Monday, Nov. 07, 1938
Health Insurance
Last week over 4,000 experts in public and industrial health met in Kansas City for the 67th convention of the American Public Health Association. High lights of the meeting: 1) unanimous support of the Roosevelt Administration's proposal to spend $850,000,000 annually on the health of U. S. citizens; 2) unanimous pledge of assistance to health insurance groups.
Although they deplored the antagonism of the American Medical Association toward compulsory health insurance, public health leaders made it clear that extension of State medicine should proceed gradually to avoid confusion.
Said Dr. Edward S. Godfrey Jr., Commissioner of Health of New York State, who was elected 1939 president to succeed Abel Wolman: ". . . I would prefer a demonstration at the outset on a smaller scale than a State as a unit."
Official acceptance by such a powerful health organization greatly strengthened the cause of the 110-odd small-scale health and hospital insurance groups which render services to more than 2,150,000 persons in the U. S. Harried by the hostile A. M. A., the small health groups have led a stormy existence.

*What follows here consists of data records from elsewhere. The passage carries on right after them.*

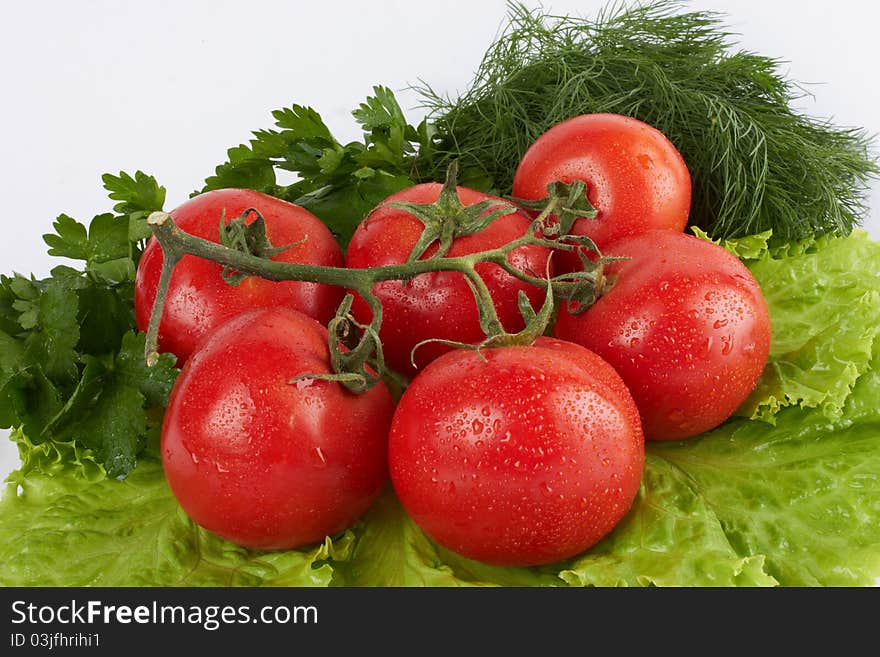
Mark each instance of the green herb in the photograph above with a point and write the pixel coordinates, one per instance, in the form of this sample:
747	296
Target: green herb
751	503
338	183
71	361
756	164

Plotted by hard-pressed laymen and rebellious doctors, no two health-insurance schemes are exactly alike. Most prominent are:
Group Health Association, Inc. Last year William F. Penniman, deputy governor of the Federal Home Loan Bank Board, who was dismayed at the Board's loss of several hundred thousand dollars annually through sickness of employes, encouraged 1,000 Board workers to join the Group Health Association. Inc. Starting with a $40,000 loan from the Board, G. H. A. established a clinic with laboratory and X-ray departments, hired a staff of physicians, offered government employes complete health service and 21-day hospitalization at rates of $2.20 a month for single persons, $3.30 a month for families of two or more.
Bitterly fought by the A. M. A. for nearly a year, G. H. A. doubled its membership, was declared acceptable by the District of Columbia Medical Society, A. M. A. subsidiary, after Assistant Attorney General Thurman Wesley Arnold began antitrust proceedings against the society three months ago.
California's Coffey Plan. Unopposed by the rebellious California State Medical Association, the carefully detailed scheme of burly, pugnacious, 70-year-old Walter Bernard Coffey,* was recently accepted by the San Francisco County Medical Society, modified to embrace 12,000 San Francisco municipal workers and their families.
Dr. Coffey's scheme is intended for the entire State, divides members into three groups: 1) voluntary employed members with incomes under $3,000 a year, who pay $2.50 per person per month (children $1) for medical and hospital care; 2) the "medically indigent": voluntary employed groups with incomes under $800 a year (for this group State or Federal relief money would pay 60% of the rates and doctors would receive 50% less money for their services than in the first group); 3) unemployed and relief groups, financed entirely by State, Federal or municipal aid, or by charity, with doctors receiving 75% less money than from the first group. Specific amounts paid to physicians would be determined by the total amount of money available.
Dr. Coffey is sure that even very low rates paid by the unemployed group would be profitable to physicians, most of whom now treat indigents for nothing.
* Originator, with Dr. John Davis Humber of San Francisco, of an unsuccessful cancer treatment which consisted of injections of adrenal cortex hormone.